Yaya dio unos pasos a modo de experimento. Sus botas chapotearon y gorgotearon en protesta acuosa.

—Eh, ya he dicho que lo siento —insistió Magrat—. Parecía un lugar tan liso…

—Por lo general, el agua suele ser bastante lisa —señaló Tata, que estaba sentada sobre un tocón de árbol y se retorcía el vestido para escurrirlo.

—¡Pero si vosotras tampoco os dísteis cuenta de que era agua! —protestó Magrat—. Había tanta hierba…, tantas cosas flotando por encima…

—Me da la sensación de que, en esta zona, el agua y la tierra no tienen muy claro quién es quién —asintió Tata.

Contempló el paisaje pantanoso que se extendía a su alrededor.

En el pantano crecían árboles. Tenían un aspecto retorcido, extraño, parecían irse pudriendo a medida que se desarrollaban. En los escasos lugares donde el agua resultaba visible, era de un color negro como la tinta. De cuando en cuando, llegaban a la superficie unas cuantas burbujas, como fantasmas de alubias en un baño nocturno. Y más a lo lejos discurría el río, aunque no había manera de estar muy seguro en aquel lugar de aguas espesas y tierra que se llenaba de ondulaciones en cuanto le ponías el pie encima.

Parpadeó.

—Qué cosa más rara —dijo.

—¿El qué? —quiso saber Yaya.

—Me ha parecido ver… algo que corría… —murmuró Tata—. Allí.
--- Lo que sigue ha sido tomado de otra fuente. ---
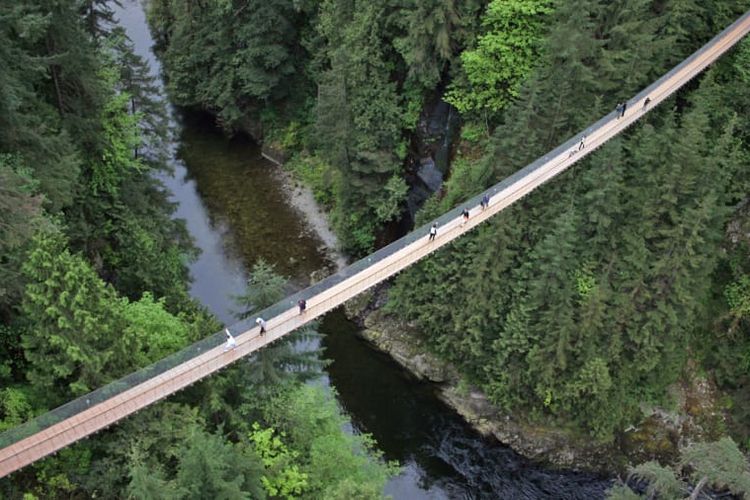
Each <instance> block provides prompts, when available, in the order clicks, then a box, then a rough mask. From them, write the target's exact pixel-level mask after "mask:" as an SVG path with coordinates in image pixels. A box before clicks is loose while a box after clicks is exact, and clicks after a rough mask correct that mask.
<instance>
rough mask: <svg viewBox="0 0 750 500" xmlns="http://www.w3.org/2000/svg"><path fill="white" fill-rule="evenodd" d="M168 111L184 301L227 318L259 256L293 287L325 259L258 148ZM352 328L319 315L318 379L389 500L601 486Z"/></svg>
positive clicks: (136, 36) (124, 11)
mask: <svg viewBox="0 0 750 500" xmlns="http://www.w3.org/2000/svg"><path fill="white" fill-rule="evenodd" d="M115 10H116V17H117V19H118V20H119V22H120V24H121V26H123V28H125V30H126V32H127V34H128V36H129V37H130V38H131V40H132V41H133V43H134V45H135V50H136V52H137V53H138V54H139V55H141V56H142V57H144V58H145V59H146V60H147V61H148V62H149V64H150V66H151V69H152V71H153V72H155V73H156V72H158V71H159V62H158V60H157V59H156V58H155V57H154V55H153V53H152V51H151V46H152V45H153V41H152V39H151V35H150V33H149V31H148V28H147V25H146V20H145V16H144V13H143V10H142V8H141V6H140V4H139V3H138V2H137V1H136V0H122V7H117V6H115ZM172 115H173V116H172V121H173V123H172V126H173V127H174V129H175V131H176V133H175V138H174V141H173V144H172V145H171V159H170V163H171V166H172V172H170V173H164V174H161V175H160V178H161V180H162V181H163V183H164V186H165V188H166V189H167V190H168V192H169V193H170V196H171V199H172V200H173V201H174V202H175V203H176V204H177V210H176V213H175V217H178V218H182V219H185V220H186V223H187V228H188V231H189V232H190V234H191V235H192V237H193V238H194V241H195V245H196V246H197V247H198V248H199V249H200V250H201V254H200V256H199V257H198V259H197V260H196V261H195V262H193V263H192V264H191V266H190V271H191V274H192V277H193V282H192V285H191V288H190V293H191V295H192V296H193V297H195V298H196V299H197V300H198V301H200V302H201V303H203V304H204V305H205V306H207V307H208V308H209V309H210V310H211V311H212V312H213V313H214V314H216V316H217V317H219V318H220V319H221V320H222V321H224V322H225V323H233V322H234V317H233V314H234V310H235V306H234V300H233V296H236V295H239V294H241V293H242V292H243V291H244V287H245V282H246V278H247V270H248V269H249V268H250V267H251V266H252V264H253V263H254V262H256V261H257V260H258V259H259V258H262V259H265V260H266V261H267V262H269V263H272V264H273V265H275V267H276V270H277V271H279V272H280V273H281V274H283V275H285V276H286V277H288V278H290V280H291V282H292V283H293V285H294V286H297V287H301V286H304V285H305V284H307V283H308V282H309V276H310V273H311V272H313V271H315V270H317V269H320V268H321V267H324V266H326V265H329V264H330V263H329V262H327V257H326V256H325V252H323V251H322V250H321V242H320V240H319V239H318V238H317V236H316V235H315V234H314V233H313V232H312V231H311V230H310V229H309V228H308V226H307V224H306V223H305V219H304V217H303V216H302V215H301V214H300V213H298V212H297V211H296V210H295V209H294V208H293V207H292V206H290V204H289V203H288V195H287V193H286V191H285V189H284V184H283V178H282V176H281V175H280V174H279V173H278V171H277V170H276V167H275V166H274V165H273V164H271V163H269V162H268V161H266V160H265V159H263V158H262V157H261V155H260V149H259V147H258V145H257V144H255V143H253V142H252V141H251V140H249V139H248V138H245V137H235V138H232V139H229V138H227V137H226V136H225V135H224V134H222V132H221V131H220V130H218V129H216V127H214V125H213V120H212V119H211V117H210V116H208V115H206V114H202V113H196V112H188V111H176V110H173V112H172ZM356 331H357V326H356V325H355V324H354V323H352V322H350V321H348V320H347V319H346V317H345V316H344V315H343V314H342V313H341V311H334V312H332V313H329V314H328V315H327V316H326V317H325V318H324V320H323V322H322V326H321V332H323V333H325V334H326V337H325V338H324V340H323V344H324V347H325V348H326V357H327V358H329V359H331V360H332V363H331V364H330V365H329V366H328V367H327V368H326V369H325V375H324V376H323V378H322V383H324V384H326V385H329V386H332V387H334V388H335V389H336V391H337V392H338V400H339V404H340V405H341V407H342V408H343V409H344V411H345V412H346V413H347V414H348V415H349V416H350V418H351V420H352V425H353V431H354V432H367V433H370V434H372V435H373V437H374V438H375V439H376V441H377V442H378V446H379V448H380V449H381V450H382V451H383V453H384V456H385V458H387V459H389V460H398V462H399V463H400V464H401V465H402V472H401V473H400V474H399V475H398V476H397V477H395V478H393V479H392V480H391V481H390V482H389V483H388V485H387V486H386V491H385V493H386V494H390V495H392V496H393V498H395V499H420V498H425V499H426V498H430V499H433V498H509V499H517V498H518V499H537V498H560V499H565V498H569V499H575V498H581V499H584V498H585V499H595V498H603V496H604V491H605V490H606V488H607V487H608V486H609V484H611V481H610V480H608V479H603V478H599V477H596V476H592V475H589V474H583V473H575V472H569V471H554V470H549V469H545V468H543V467H540V466H538V465H535V464H532V463H530V462H529V461H528V460H526V459H524V458H522V457H520V456H519V455H517V454H516V453H514V452H513V451H512V450H510V449H509V448H507V447H504V446H501V445H499V444H497V443H495V442H489V441H487V440H485V439H483V438H482V437H481V436H479V435H478V434H477V433H476V432H474V431H473V430H472V429H471V428H470V427H469V426H468V425H466V424H465V423H464V422H463V420H461V418H460V417H459V416H458V415H456V414H455V413H454V412H453V411H452V410H451V409H449V408H447V407H446V406H445V405H443V404H442V403H441V402H439V400H438V399H437V398H436V397H435V395H434V393H433V390H432V388H431V386H429V385H427V384H423V383H420V382H418V381H416V380H414V379H413V378H411V377H410V376H409V375H408V374H406V373H404V371H403V370H402V369H401V368H400V367H399V366H397V365H396V364H395V363H394V362H393V361H391V360H390V359H389V358H388V357H386V356H384V355H382V354H379V353H377V352H375V351H374V350H372V349H370V348H369V347H368V346H367V345H366V344H365V343H364V342H362V341H361V340H359V339H358V338H357V337H356V335H355V334H356ZM207 333H208V332H207Z"/></svg>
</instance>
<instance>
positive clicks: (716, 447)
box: [607, 438, 750, 500]
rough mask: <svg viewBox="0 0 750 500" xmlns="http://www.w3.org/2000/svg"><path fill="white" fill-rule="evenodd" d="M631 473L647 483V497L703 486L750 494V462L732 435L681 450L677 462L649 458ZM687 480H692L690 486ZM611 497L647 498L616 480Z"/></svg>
mask: <svg viewBox="0 0 750 500" xmlns="http://www.w3.org/2000/svg"><path fill="white" fill-rule="evenodd" d="M630 477H631V478H635V479H637V480H638V481H640V482H645V483H646V485H647V486H646V495H647V498H685V495H686V494H687V493H688V492H689V491H690V492H692V495H690V496H691V497H693V496H696V497H697V494H698V491H699V490H702V489H703V487H704V486H706V485H707V486H708V487H710V488H711V489H712V490H714V491H715V492H724V491H729V492H730V493H733V494H734V495H738V496H740V497H742V498H744V497H746V496H747V495H748V494H750V462H748V459H747V457H745V456H744V455H743V454H742V452H740V450H739V449H738V448H737V444H736V443H735V442H734V441H732V440H731V439H730V438H722V439H720V440H719V441H717V442H714V443H695V444H693V445H691V446H689V447H687V448H685V449H683V450H682V451H681V453H680V461H679V463H678V464H677V465H676V466H673V467H665V466H663V465H660V464H658V463H657V462H646V463H643V464H640V465H638V466H637V467H633V468H631V469H630ZM688 483H690V484H692V486H691V487H688ZM607 498H609V499H610V500H613V499H617V500H620V499H622V500H627V499H636V498H644V497H641V496H639V495H637V494H636V493H634V492H633V491H632V490H631V489H630V488H629V487H628V486H627V484H616V485H615V486H613V487H612V488H611V489H610V490H609V491H608V492H607Z"/></svg>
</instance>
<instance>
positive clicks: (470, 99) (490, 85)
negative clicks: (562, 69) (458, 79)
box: [445, 0, 552, 113]
mask: <svg viewBox="0 0 750 500" xmlns="http://www.w3.org/2000/svg"><path fill="white" fill-rule="evenodd" d="M551 6H552V1H551V0H513V1H507V0H493V1H491V2H490V3H489V5H488V6H487V11H486V13H485V14H484V17H483V18H482V27H483V29H484V30H486V31H485V33H483V34H481V35H479V37H478V38H477V41H476V48H473V49H470V50H465V51H464V52H463V53H462V54H461V67H462V70H463V78H464V79H465V81H462V80H461V79H459V80H458V82H459V83H454V84H453V85H452V87H451V88H450V89H449V90H448V92H447V93H446V95H445V100H446V101H447V102H449V103H451V104H453V105H454V106H455V107H456V108H458V110H459V111H461V112H462V113H468V112H490V113H497V112H498V111H499V110H501V109H502V108H503V107H504V106H505V105H507V103H508V102H509V100H510V99H513V98H515V97H518V95H519V90H520V86H521V83H522V82H523V80H524V79H525V78H526V77H527V76H528V75H529V73H530V72H531V70H532V69H533V67H534V63H535V60H536V58H537V57H538V55H539V46H540V40H541V37H542V32H543V27H544V24H545V20H546V19H547V16H548V15H549V14H550V13H551V12H552V8H551Z"/></svg>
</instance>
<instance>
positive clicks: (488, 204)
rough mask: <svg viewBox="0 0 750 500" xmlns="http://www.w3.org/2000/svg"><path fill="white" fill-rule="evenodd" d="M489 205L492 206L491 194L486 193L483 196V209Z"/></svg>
mask: <svg viewBox="0 0 750 500" xmlns="http://www.w3.org/2000/svg"><path fill="white" fill-rule="evenodd" d="M489 206H490V195H488V194H485V195H484V196H482V210H485V209H486V208H487V207H489Z"/></svg>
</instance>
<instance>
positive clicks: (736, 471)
mask: <svg viewBox="0 0 750 500" xmlns="http://www.w3.org/2000/svg"><path fill="white" fill-rule="evenodd" d="M682 465H683V467H685V466H688V467H689V468H690V469H691V473H690V476H691V478H692V479H693V481H695V482H698V481H700V480H701V479H702V478H703V477H706V478H708V484H710V485H711V486H712V487H713V488H716V489H718V490H729V491H731V492H732V493H734V494H736V495H745V496H747V495H750V463H749V462H748V459H747V457H745V456H744V455H743V454H742V452H741V451H740V450H739V448H737V444H736V443H735V442H734V441H732V440H731V439H730V438H722V439H720V440H719V441H717V442H715V443H696V444H694V445H692V446H690V447H688V448H687V449H686V450H685V451H684V452H683V453H682Z"/></svg>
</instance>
Entre los árboles.

—Debía de ser un pato.

—No, era algo más grande que un pato —insistió Tata—. Lo curioso es que parecía una casita.

—Oh, sí. Iba corriendo y le salía humo de la chimenea —dijo Yaya con mordacidad.

Tata se animó un poco.

—¿También la has visto?

Yaya puso los ojos en blanco.

—Vamos —dijo—. Tenemos que volver a la carretera.
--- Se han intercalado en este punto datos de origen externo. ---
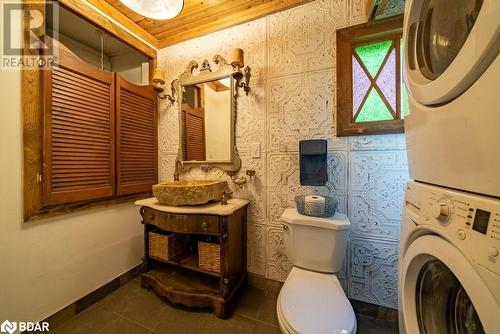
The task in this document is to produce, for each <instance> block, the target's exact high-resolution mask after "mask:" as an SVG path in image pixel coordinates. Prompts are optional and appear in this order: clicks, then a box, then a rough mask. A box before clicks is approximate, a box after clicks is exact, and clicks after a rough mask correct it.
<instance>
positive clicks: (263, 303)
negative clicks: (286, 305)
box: [257, 291, 278, 326]
mask: <svg viewBox="0 0 500 334" xmlns="http://www.w3.org/2000/svg"><path fill="white" fill-rule="evenodd" d="M277 301H278V293H276V292H271V291H268V292H267V295H266V298H265V299H264V302H263V303H262V306H261V307H260V310H259V314H258V315H257V320H260V321H263V322H265V323H268V324H270V325H273V326H278V316H277V313H276V303H277Z"/></svg>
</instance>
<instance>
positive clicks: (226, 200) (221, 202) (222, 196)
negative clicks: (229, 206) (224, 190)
mask: <svg viewBox="0 0 500 334" xmlns="http://www.w3.org/2000/svg"><path fill="white" fill-rule="evenodd" d="M232 194H233V192H232V191H223V192H222V200H221V205H227V200H228V199H229V197H230V196H231V195H232Z"/></svg>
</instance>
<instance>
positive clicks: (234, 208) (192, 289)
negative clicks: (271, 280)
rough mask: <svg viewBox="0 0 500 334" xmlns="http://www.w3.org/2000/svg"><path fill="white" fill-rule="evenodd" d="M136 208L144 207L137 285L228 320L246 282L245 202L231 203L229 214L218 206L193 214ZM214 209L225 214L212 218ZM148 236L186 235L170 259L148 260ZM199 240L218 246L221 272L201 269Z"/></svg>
mask: <svg viewBox="0 0 500 334" xmlns="http://www.w3.org/2000/svg"><path fill="white" fill-rule="evenodd" d="M145 201H146V200H145ZM233 201H237V200H233ZM136 204H137V205H143V206H141V215H142V219H143V224H144V243H145V247H144V265H143V274H142V286H143V287H144V288H152V289H153V290H154V291H155V292H156V293H157V294H158V295H160V296H162V297H165V298H166V299H168V300H169V301H170V302H171V303H173V304H183V305H185V306H189V307H211V308H212V309H213V310H214V313H215V314H216V315H217V316H218V317H220V318H223V319H226V318H228V317H229V316H230V314H231V311H232V308H233V306H234V302H235V299H236V297H237V295H238V292H239V291H240V289H241V288H242V287H243V285H244V284H245V282H246V279H247V272H246V266H247V265H246V222H247V205H248V201H240V202H238V204H237V205H235V204H234V202H233V204H232V205H233V206H232V208H233V209H234V210H232V211H231V210H229V211H228V210H227V208H224V206H221V204H220V203H213V204H208V205H205V206H200V207H199V208H200V209H201V210H199V211H198V212H197V211H196V210H197V208H196V207H193V209H192V210H193V212H197V213H193V214H185V213H176V212H175V210H176V208H175V207H165V208H162V209H161V210H159V209H158V208H151V207H148V206H144V204H141V201H139V202H137V203H136ZM169 208H170V209H169ZM207 208H208V209H207ZM217 208H220V209H221V210H222V209H225V211H222V212H221V213H220V214H217ZM203 209H205V210H203ZM170 210H171V211H174V212H169V211H170ZM150 232H153V233H162V234H169V233H178V234H183V235H185V236H186V237H185V238H178V240H183V242H185V243H186V246H185V247H183V249H184V251H183V252H181V253H180V254H177V255H175V256H173V257H172V258H169V259H159V258H158V257H152V256H151V255H150V251H149V250H150V247H149V246H150V245H149V235H150ZM199 242H210V243H214V244H217V245H218V246H219V247H220V271H212V270H207V269H204V268H200V265H199V254H198V251H199V250H198V243H199Z"/></svg>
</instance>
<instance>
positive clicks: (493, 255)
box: [488, 247, 498, 257]
mask: <svg viewBox="0 0 500 334" xmlns="http://www.w3.org/2000/svg"><path fill="white" fill-rule="evenodd" d="M488 256H491V257H497V256H498V249H496V248H495V247H490V248H488Z"/></svg>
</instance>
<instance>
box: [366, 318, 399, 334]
mask: <svg viewBox="0 0 500 334" xmlns="http://www.w3.org/2000/svg"><path fill="white" fill-rule="evenodd" d="M356 319H357V324H358V334H398V333H399V329H398V325H397V323H395V322H391V321H384V320H380V319H376V318H373V317H369V316H366V315H362V314H357V315H356Z"/></svg>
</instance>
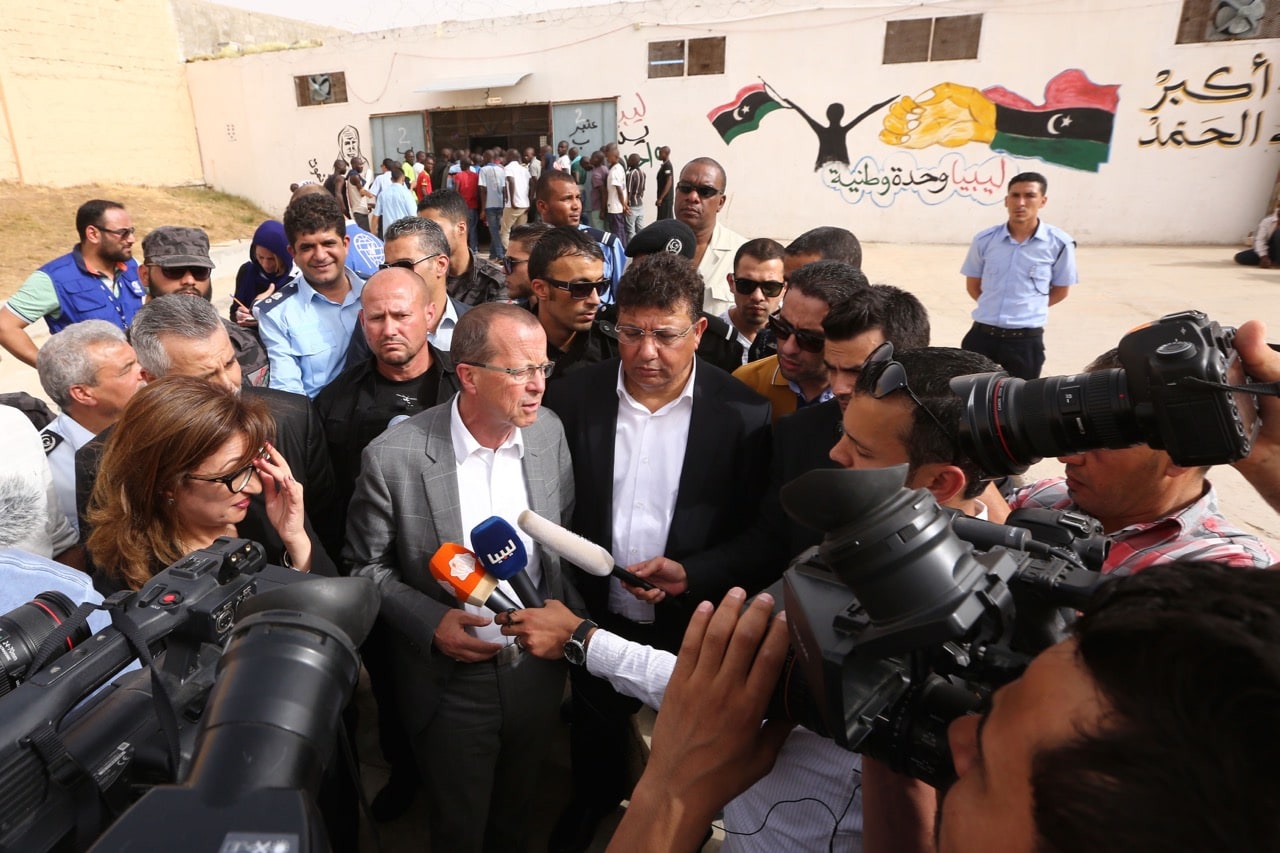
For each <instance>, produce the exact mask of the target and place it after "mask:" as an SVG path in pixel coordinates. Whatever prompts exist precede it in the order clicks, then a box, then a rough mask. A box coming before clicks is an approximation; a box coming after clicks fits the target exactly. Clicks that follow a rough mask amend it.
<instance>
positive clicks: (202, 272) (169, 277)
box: [147, 264, 214, 282]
—Eh… —empezó Magrat—. ¿Cómo?

Contemplaron el supuesto terreno que se extendía entre su refugio actual, razonablemente seco, y la carretera. Tenía una apariencia amarillenta. Había ramitas que flotaban y matas de hierba sospechosamente verde. Yaya arrancó una ramita del árbol caído donde estaba sentada, y la lanzó a unos cuantos metros de distancia. Hizo un ruido húmedo al caer y se hundió con el mismo sonido de alguien que intenta apurar las últimas gotas de un granizado.

—Bueno…, iremos volando, claro —dijo Tata.
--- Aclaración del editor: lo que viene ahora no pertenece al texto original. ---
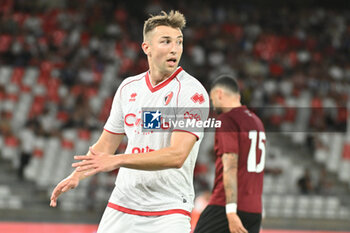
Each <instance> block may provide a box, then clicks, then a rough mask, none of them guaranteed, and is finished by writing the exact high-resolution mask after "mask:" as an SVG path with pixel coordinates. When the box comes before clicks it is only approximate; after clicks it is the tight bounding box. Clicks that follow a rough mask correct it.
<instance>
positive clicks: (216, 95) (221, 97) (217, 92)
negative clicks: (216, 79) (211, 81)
mask: <svg viewBox="0 0 350 233" xmlns="http://www.w3.org/2000/svg"><path fill="white" fill-rule="evenodd" d="M223 95H224V92H223V90H222V89H221V88H217V89H216V96H217V97H218V99H219V100H221V99H222V97H223Z"/></svg>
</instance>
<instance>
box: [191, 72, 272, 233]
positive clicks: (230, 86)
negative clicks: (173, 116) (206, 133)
mask: <svg viewBox="0 0 350 233" xmlns="http://www.w3.org/2000/svg"><path fill="white" fill-rule="evenodd" d="M210 98H211V101H212V103H213V106H214V109H215V111H216V112H217V113H219V114H220V115H219V117H218V120H221V122H222V125H221V128H218V129H217V130H216V134H215V153H216V156H217V158H216V164H215V166H216V171H215V183H214V188H213V192H212V196H211V198H210V201H209V204H208V206H207V207H206V209H205V210H204V211H203V212H202V214H201V216H200V218H199V220H198V223H197V226H196V229H195V231H194V233H221V232H222V233H224V232H225V233H226V232H230V233H233V232H235V233H236V232H237V233H238V232H242V233H244V232H249V233H255V232H259V230H260V225H261V212H262V200H261V196H262V188H263V175H264V166H265V140H266V136H265V130H264V126H263V124H262V122H261V120H260V119H259V118H258V117H257V116H256V115H255V114H254V113H253V112H251V111H250V110H249V109H248V108H247V107H246V106H242V105H241V101H240V93H239V88H238V84H237V82H236V81H235V80H234V79H233V78H231V77H229V76H225V75H224V76H221V77H219V78H218V79H216V80H215V82H214V83H213V85H212V88H211V92H210Z"/></svg>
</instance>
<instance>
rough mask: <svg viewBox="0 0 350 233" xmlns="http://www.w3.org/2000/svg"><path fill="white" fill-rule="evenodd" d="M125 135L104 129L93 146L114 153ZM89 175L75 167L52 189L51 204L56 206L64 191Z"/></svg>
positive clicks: (89, 154) (95, 147) (105, 150)
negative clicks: (115, 133)
mask: <svg viewBox="0 0 350 233" xmlns="http://www.w3.org/2000/svg"><path fill="white" fill-rule="evenodd" d="M123 137H124V135H122V134H112V133H109V132H107V131H105V130H104V131H103V132H102V134H101V136H100V138H99V139H98V140H97V142H96V143H95V144H94V145H93V146H92V148H93V150H101V151H103V152H105V153H111V154H114V153H115V151H116V150H117V148H118V146H119V144H120V143H121V141H122V140H123ZM86 156H88V157H92V153H91V152H90V150H89V152H88V153H87V155H86ZM86 177H88V175H86V174H85V173H83V172H79V171H78V169H75V170H74V171H73V173H72V174H70V175H69V176H68V177H67V178H65V179H64V180H62V181H61V182H60V183H59V184H58V185H57V186H56V187H55V189H54V190H53V191H52V195H51V198H50V199H51V202H50V206H52V207H56V205H57V198H58V197H59V196H60V195H61V194H62V193H64V192H67V191H68V190H70V189H74V188H76V187H77V186H78V184H79V181H80V180H82V179H84V178H86Z"/></svg>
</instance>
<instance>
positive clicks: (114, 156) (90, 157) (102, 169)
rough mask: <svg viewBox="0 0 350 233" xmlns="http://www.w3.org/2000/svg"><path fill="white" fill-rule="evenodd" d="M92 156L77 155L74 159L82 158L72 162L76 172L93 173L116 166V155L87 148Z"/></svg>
mask: <svg viewBox="0 0 350 233" xmlns="http://www.w3.org/2000/svg"><path fill="white" fill-rule="evenodd" d="M89 150H90V153H91V154H92V155H93V156H89V155H77V156H74V159H76V160H82V161H81V162H76V163H73V164H72V167H76V168H77V170H76V171H77V172H84V175H85V176H91V175H95V174H96V173H98V172H109V171H113V170H114V169H116V168H118V167H117V166H116V156H115V155H110V154H106V153H102V152H98V151H95V150H93V149H92V148H90V149H89Z"/></svg>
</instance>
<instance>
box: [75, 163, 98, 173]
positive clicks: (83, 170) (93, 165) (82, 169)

—Seréis vosotras dos —replicó Yaya—. Yo no puedo correr por aquí para poner en marcha la mía.

Al final, Magrat la llevó en su escoba mientras Tata remolcaba el errático vehículo de Yaya.

—Espero que no nos haya visto nadie —bufó Yaya, cuando hubieron llegado a la relativa seguridad de la carretera.

A medida que se acercaban a la ciudad, otros caminos confluían en la carretera del pantano. Había mucha gente formando una larga cola ante las puertas de la ciudad.

Vista desde tierra, la ciudad era aún más impresionante. Brillaba como un guijarro pulido contra el vaho que ascendía de los pantanos. De los muros exteriores pendían alegres banderas.

—Parece un lugar muy alegre —apuntó Tata.

—Y muy limpio —asintió Magrat.

—Eso es por fuera —replicó Yaya, que ya había visto una ciudad en el pasado—. En cuanto entremos, no habrá más que mendigos, y ruido, y alcantarillas llenas de vete a saber qué. Os lo digo yo.

—Están echando a mucha gente —dijo Tata.

—Sí, en el bote comentaron que muchas personas vienen por lo del Carnaval ese —asintió Tata—. Seguro que llegan muchos individuos poco recomendables.

Media docena de guardias las vieron acercarse.

—Unos uniformes muy bonitos —dijo Yaya—. Así me gusta. No es como en casa.

En todo Lancre, no había más que seis uniformes oficiales para la guardia, cotas de mallas fabricadas según el principio de la «talla antiúnica». Al ponérselos, tenían que hacer arreglos de última hora con alambres y cables, puesto que la guardia del palacio la formaban los ciudadanos que no tuvieran otra cosa que hacer en ese momento.